I’m working very hard on giving myself permission to make bad art...



For the last few months, I’ve been working towards making sketching an integral part of my practise. In the last 10 days alone, I’ve done 70 odd pieces outside, on location at the beach, the harbour and the woods.

Not 70 masterpieces I hasten to add.. more than a few are only fit for the bin. (These are the ones I plan to have a lot of fun playing about on top of them in my little kitchen studio.. waste not, want not)


Why? Well, firstly for years I have been wanted to reintroduce and relearn drawing and watercolour. This where I cut my teeth as an artist.. until my mid thirties I’d barely touched a canvas.

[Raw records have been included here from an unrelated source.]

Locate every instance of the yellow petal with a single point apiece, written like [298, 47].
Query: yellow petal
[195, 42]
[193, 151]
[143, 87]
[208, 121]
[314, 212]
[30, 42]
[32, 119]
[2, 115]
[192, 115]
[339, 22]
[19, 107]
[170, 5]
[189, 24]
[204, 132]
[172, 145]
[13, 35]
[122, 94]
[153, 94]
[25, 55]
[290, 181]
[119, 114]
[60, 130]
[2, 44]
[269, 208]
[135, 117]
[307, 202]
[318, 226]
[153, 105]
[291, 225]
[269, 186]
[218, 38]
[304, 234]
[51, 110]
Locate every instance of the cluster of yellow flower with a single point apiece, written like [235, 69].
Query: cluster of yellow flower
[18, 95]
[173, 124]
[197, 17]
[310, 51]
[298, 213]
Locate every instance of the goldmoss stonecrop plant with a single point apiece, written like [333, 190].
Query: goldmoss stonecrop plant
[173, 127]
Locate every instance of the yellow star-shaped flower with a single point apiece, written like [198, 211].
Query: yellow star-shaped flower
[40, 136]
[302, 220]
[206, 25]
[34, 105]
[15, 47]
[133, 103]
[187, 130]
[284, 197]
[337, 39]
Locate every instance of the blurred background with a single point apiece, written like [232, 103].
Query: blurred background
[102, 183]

At various points in my twenties I made my living selling watercolours, pen and ink in outdoor markets abroad.. New Zealand, France, Australia. Sketching was a big part of my architecture education - back in the 90s being able to communicate confidently with a pencil in 3d was a core skill at the art colleges I attended, before the days of CAD. We would be taken to Berlin, Barcelona, Budapest and let loose in the city for a week with orders to come back with reams of observational drawings and paintings. It gave me a love of what is now called ‘urban sketching’. ( and I'd like to show you examples but I genuinely cnat find them without spending hours!)


But that habit fell beside the wayside when I started painting in acrylics and oils. I would still take my drawing materials on holiday, and for the odd day out, but as the years passed my skills got rustier and rustier. Until drawing, once my superweapon that got me a good few jobs in architecture (not all architects can rustle up a 3d sketch of a design instantly apparently) was now the least used tool in my toolbox.


And even after 100 sketches I am STILL sadly behind what I could once do with a pencil! But, I’ve been trying to relearn watercolour too, and all sorts of mixed media techniques, and it’s going to take a lot longer to just feel confident with a pen or pencil or stick of charcoal in hand. Whenever I’ve take a break from art in my life, I always tell myself it’s going to take three weeks of making nothing very good to begin to pick back up where I left off. This time, three weeks seems optimistic..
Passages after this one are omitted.